Die Rechtsprechung hat daher bestimmte Grundsätze für die Zulässigkeit einer Verdachtsberichterstattung entwickelt, um einen Ausgleich im Spannungsfeld zwischen der Meinungs- und Pressefreiheit einerseits und den Persönlichkeitsrechten Betroffener andererseits zu finden. Hält sich die Presse zum Zeitpunkt der Veröffentlichung an diese Grundsätze, so ist ein Bericht über einen bestehenden Verdacht zulässig.

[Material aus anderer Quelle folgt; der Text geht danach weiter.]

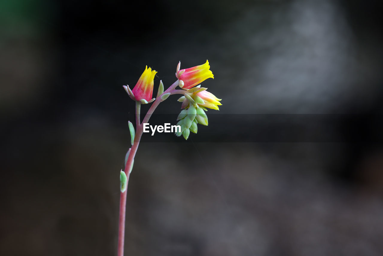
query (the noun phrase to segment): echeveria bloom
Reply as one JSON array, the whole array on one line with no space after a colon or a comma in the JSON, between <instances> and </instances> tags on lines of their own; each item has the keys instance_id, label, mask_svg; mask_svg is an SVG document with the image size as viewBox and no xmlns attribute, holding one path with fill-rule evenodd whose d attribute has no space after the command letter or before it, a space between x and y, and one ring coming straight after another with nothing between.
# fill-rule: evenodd
<instances>
[{"instance_id":1,"label":"echeveria bloom","mask_svg":"<svg viewBox=\"0 0 383 256\"><path fill-rule=\"evenodd\" d=\"M197 108L202 107L219 110L218 106L222 104L219 102L221 99L218 99L213 93L206 91L206 88L198 87L188 90L184 96L178 99L178 101L182 103L181 108L187 109L192 104Z\"/></svg>"},{"instance_id":2,"label":"echeveria bloom","mask_svg":"<svg viewBox=\"0 0 383 256\"><path fill-rule=\"evenodd\" d=\"M222 99L218 99L214 94L207 91L203 91L201 92L198 93L196 94L196 96L203 100L204 102L203 104L198 103L198 106L211 108L216 110L219 110L218 106L222 105L219 101L222 100Z\"/></svg>"},{"instance_id":3,"label":"echeveria bloom","mask_svg":"<svg viewBox=\"0 0 383 256\"><path fill-rule=\"evenodd\" d=\"M154 76L157 73L155 70L152 70L150 67L148 68L147 66L145 67L144 73L141 75L140 79L138 79L136 86L132 90L136 100L145 103L145 101L147 103L152 99ZM145 101L141 101L142 99Z\"/></svg>"},{"instance_id":4,"label":"echeveria bloom","mask_svg":"<svg viewBox=\"0 0 383 256\"><path fill-rule=\"evenodd\" d=\"M205 64L178 71L177 73L177 77L183 82L182 89L190 89L208 78L214 79L213 72L209 69L210 67L209 62L206 60Z\"/></svg>"}]
</instances>

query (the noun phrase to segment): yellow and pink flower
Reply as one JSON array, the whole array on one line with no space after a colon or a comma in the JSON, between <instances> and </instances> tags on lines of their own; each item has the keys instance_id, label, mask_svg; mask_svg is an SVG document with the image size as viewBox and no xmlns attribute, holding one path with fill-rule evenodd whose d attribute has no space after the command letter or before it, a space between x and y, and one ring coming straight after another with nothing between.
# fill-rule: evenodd
<instances>
[{"instance_id":1,"label":"yellow and pink flower","mask_svg":"<svg viewBox=\"0 0 383 256\"><path fill-rule=\"evenodd\" d=\"M176 75L180 80L180 87L187 90L201 83L208 78L214 79L214 76L210 70L210 67L209 62L206 60L205 64L178 71Z\"/></svg>"},{"instance_id":2,"label":"yellow and pink flower","mask_svg":"<svg viewBox=\"0 0 383 256\"><path fill-rule=\"evenodd\" d=\"M157 73L157 71L152 70L150 67L148 68L147 66L145 67L144 73L131 91L136 100L146 103L151 102L153 99L152 97L154 84L154 76Z\"/></svg>"}]
</instances>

Aber was geschieht, wenn sich anschließend herausstellt, dass der Verdacht ungerechtfertigt war? Wenn beispielsweise ein staatsanwaltschaftliches Ermittlungsverfahren deswegen eingestellt oder der Betroffene von einem Gericht freigesprochen wird? Bisher galt, dass ein zulässiger Bericht über einen Verdacht nicht einmal dann im Nachhinein richtiggestellt werden musste, wenn der Verdacht ausgeräumt worden war. Nun hat der Bundesgerichtshof entschieden (Urteil vom 18. November 2014, VI ZR 76/14), dass ein Betroffener von einem Presseorgan einen klarstellenden Nachtrag verlangen kann, dass der Verdacht nach Klärung des ihm zugrundeliegenden Sachverhaltes nicht mehr aufrechterhalten werde. Der Bundesgerichtshof hält es für unzumutbar, wenn das berechtigte Interesse eines Betroffenen an seiner Rehabilitierung zum Schutze der Pressefreiheit völlig hintenangestellt wird. Dieser Nachtrag darf nicht irgendwo versteckt werden, sondern muss in vergleichbarer Aufmachung in demselben Teil wie der Verdachtsbericht veröffentlicht werden.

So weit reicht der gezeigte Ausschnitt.